PhD defence: Drude Fritzbøger Christensen

Drude Fritzbøger Christensen defends her PhD thesis

SURF ZONE TURBULENCE AND SEDIMENT DYNAMICS 

Supervisor
Associate Professor Troels Aagaard, IGN 

Assessment Committee
Professor Tom O'Donoghue, University of Aberdeen
Professor Nadia Senechal, University of Bordeaux
Associate Professor Aart Kroon (chair), IGN

After the PhD defence there will be a reception in Rød Stue, Øster Voldgade 10, Area 6, First floor – everybody is welcome.

Summary
The world's sandy beaches are constantly changing due to transport of sand which results in erosion or accretion of the beach. The frequent changes in beach width are of importance to local residents and coastal managers to whom computer models are an important tool for prediction of beach evolution.
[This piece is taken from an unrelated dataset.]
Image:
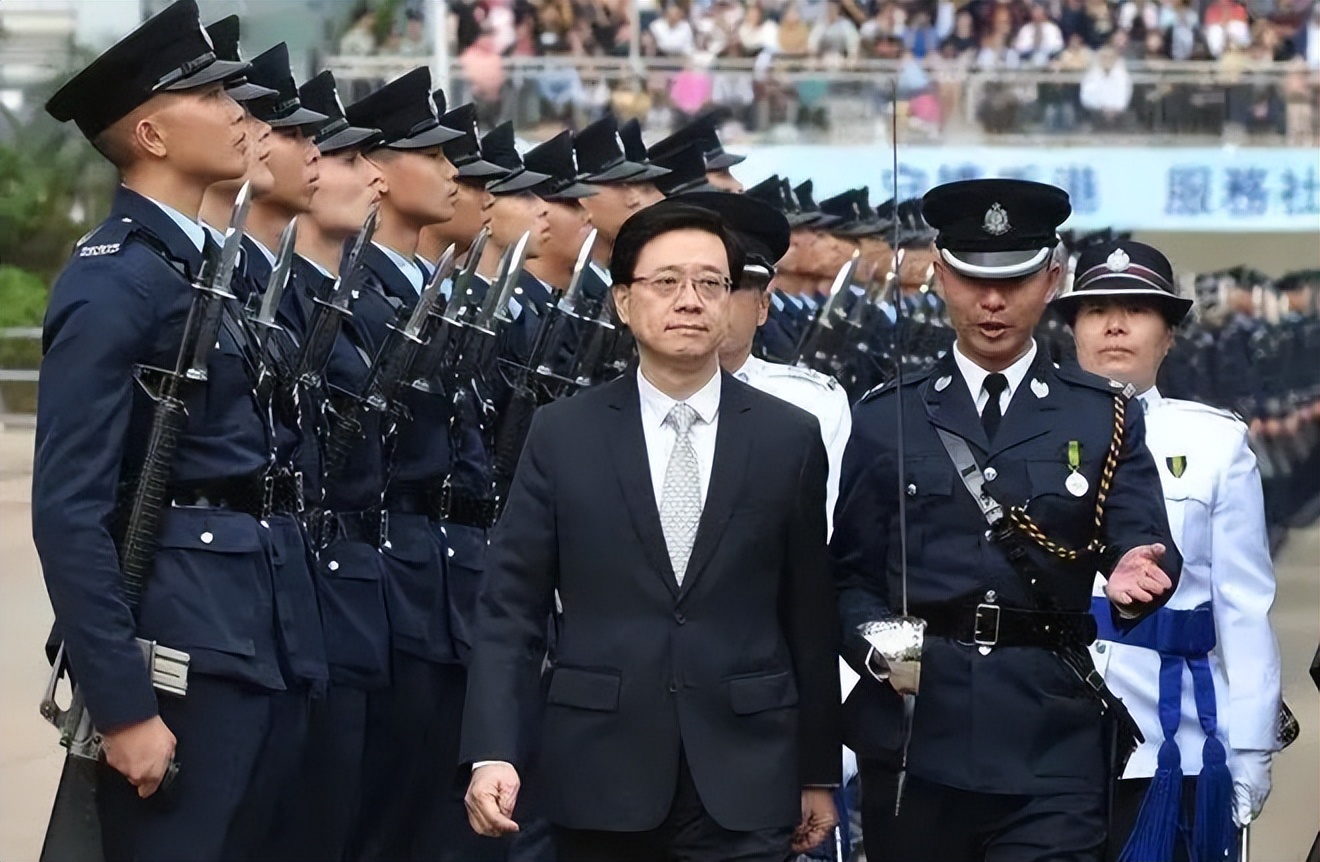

These models are, however, largely inaccurate as they cannot model onshore-directed sand transport with confidence. In this thesis, we studied whether turbulence (generated at the sea surface by wave breaking or at the bed due to friction between the wave motion and the seabed) affected the lifting of sand from the seabed into the water and thereby the sand transport by the waves. An effect which is not incorporated into the models. 

Waves can both transport sand onshore and offshore depending on whether the largest amount of sand exists beneath the wave crest (onshore-directed motion) or trough (offshore-directed motion). In the thesis we show that turbulence correlates positively with the amount of sand in the water, which indicates that turbulence is an important mechanism for sediment suspension. Whether turbulence and thus the amount of sand in the water were larger beneath the wave crest or trough was shown to depend on the wave type. Plunging breakers generated the strongest turbulence and lifted the largest amounts of sand into the water. Turbulence was generated at the wave front of plunging breakers and therefore sand was lifted into the water beneath the wave crest and consequently transported towards the beach. Turbulence generated by wave breaking is thus of significance for beach accretion and should be incorporated into the models in order to make them more accurate. The wave period and grain size were also shown to be of significance for the sand transport. When the period was long and sand grains coarse, sand suspended beneath the wave crest settled before the wave trough arrived and the net transport was onshore-directed. For short wave periods and fine sand, the sand grains did not have sufficient time to settle and were transported by both the wave crest and trough, i.e. back and forth. Currents and infragravity waves (i.e. waves with a period above 20 seconds) were moreover shown to negatively affect onshore transport of sand by the waves.  

The thesis is available from the PhD administration.